Despite the recent buying, experts say there is little evidence that foreign investors' view of India has fundamentally changed. The inflows coincide with a pullback in AI-driven markets like South Korea, raising concerns about overstretched tech valuations.
Pravin Bokade, head of research at IDBI Capital Markets, noted that FPIs may be entering India because downside risks are limited. 'Thus, they are entering markets like India, where the downside is very limited at this point, so they can at least protect their money,' he said.

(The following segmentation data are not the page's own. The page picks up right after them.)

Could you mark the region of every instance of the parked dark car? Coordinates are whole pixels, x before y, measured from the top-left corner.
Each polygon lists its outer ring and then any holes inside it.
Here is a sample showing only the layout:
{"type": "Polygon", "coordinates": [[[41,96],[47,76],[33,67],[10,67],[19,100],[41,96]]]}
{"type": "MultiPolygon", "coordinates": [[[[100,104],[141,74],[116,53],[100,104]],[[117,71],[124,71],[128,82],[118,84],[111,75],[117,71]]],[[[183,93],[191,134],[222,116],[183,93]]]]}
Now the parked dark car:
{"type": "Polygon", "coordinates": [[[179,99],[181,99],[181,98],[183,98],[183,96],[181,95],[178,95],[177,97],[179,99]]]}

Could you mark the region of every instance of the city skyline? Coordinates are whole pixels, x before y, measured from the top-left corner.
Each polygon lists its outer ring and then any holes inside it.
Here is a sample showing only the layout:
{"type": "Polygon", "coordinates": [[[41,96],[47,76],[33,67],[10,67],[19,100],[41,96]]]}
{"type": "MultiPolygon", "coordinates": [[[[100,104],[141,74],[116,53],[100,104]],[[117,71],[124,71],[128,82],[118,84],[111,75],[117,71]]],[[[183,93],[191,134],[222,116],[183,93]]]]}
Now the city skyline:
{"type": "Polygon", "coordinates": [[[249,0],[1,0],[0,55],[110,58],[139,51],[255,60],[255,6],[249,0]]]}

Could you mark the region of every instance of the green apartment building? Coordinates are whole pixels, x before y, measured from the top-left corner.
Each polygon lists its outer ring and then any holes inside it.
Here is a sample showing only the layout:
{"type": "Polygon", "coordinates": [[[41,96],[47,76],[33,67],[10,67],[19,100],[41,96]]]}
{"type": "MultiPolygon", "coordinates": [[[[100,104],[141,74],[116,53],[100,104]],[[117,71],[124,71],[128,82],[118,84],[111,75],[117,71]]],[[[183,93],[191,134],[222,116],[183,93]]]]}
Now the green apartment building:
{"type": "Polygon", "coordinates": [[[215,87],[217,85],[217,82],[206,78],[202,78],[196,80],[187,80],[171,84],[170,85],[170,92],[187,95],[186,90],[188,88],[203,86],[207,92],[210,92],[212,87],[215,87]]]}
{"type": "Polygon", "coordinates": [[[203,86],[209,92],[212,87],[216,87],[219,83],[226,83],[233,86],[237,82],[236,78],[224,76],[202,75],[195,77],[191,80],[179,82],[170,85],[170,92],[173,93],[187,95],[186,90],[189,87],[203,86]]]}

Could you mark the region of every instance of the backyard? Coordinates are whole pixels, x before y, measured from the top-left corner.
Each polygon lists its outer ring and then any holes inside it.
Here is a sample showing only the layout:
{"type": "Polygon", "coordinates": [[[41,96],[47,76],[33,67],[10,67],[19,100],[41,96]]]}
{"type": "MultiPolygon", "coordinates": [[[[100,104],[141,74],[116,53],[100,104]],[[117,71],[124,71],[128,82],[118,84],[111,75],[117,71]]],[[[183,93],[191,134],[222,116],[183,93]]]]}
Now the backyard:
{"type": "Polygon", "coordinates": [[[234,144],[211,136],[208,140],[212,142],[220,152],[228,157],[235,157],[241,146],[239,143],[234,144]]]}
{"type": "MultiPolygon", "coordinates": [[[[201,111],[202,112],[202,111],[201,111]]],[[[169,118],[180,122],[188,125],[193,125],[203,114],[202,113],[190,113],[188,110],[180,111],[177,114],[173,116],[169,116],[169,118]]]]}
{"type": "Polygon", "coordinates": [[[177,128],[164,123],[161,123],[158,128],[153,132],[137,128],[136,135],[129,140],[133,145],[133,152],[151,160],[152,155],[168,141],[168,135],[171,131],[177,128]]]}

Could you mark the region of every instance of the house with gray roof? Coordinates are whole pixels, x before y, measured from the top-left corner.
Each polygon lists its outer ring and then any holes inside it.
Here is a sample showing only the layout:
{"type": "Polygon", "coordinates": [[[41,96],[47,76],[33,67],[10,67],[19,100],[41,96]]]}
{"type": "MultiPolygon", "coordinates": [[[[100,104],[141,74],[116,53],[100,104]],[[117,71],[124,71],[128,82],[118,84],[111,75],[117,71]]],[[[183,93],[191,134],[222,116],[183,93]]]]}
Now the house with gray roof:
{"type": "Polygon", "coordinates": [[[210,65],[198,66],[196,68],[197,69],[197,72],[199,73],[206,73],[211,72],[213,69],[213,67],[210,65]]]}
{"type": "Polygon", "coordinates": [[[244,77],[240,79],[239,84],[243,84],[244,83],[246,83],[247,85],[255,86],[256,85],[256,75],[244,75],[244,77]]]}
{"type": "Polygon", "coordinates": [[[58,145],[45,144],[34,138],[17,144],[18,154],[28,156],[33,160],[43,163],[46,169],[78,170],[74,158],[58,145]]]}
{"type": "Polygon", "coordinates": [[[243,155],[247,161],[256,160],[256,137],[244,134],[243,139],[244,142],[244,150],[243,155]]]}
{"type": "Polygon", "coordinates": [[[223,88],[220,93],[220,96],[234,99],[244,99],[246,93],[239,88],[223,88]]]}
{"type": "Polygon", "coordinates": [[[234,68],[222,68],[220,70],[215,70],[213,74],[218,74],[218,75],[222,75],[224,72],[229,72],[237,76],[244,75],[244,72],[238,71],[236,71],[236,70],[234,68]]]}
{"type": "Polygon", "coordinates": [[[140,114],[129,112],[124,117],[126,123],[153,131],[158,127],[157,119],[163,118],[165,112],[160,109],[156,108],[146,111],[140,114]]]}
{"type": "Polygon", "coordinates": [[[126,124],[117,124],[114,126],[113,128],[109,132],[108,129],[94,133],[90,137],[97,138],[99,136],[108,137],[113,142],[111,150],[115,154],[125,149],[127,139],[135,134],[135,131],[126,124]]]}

Motilal Oswal Financial Services added that as the initial AI capex cycle matures, investors may look for opportunities in secondary AI markets, making India attractive due to improving macro fundamentals. The brokerage noted that India's valuation premium over emerging markets 'has compressed to a historic low of 18% in June, significantly below its long-term average of 73% and CY22 peak of 147%'. This, according to them, leaves fewer reasons for FPIs to remain net sellers for long.
Government and Reserve Bank of India measures on June 5 to boost debt inflows may have indirectly supported equity markets by improving the Balance of Payments, increasing foreign participation, and stabilizing the rupee. Vishad Turakhia, MD and CEO of Equirus Securities, highlighted that currency stability is crucial for overseas equity investors, as continued depreciation can erode returns in dollar terms.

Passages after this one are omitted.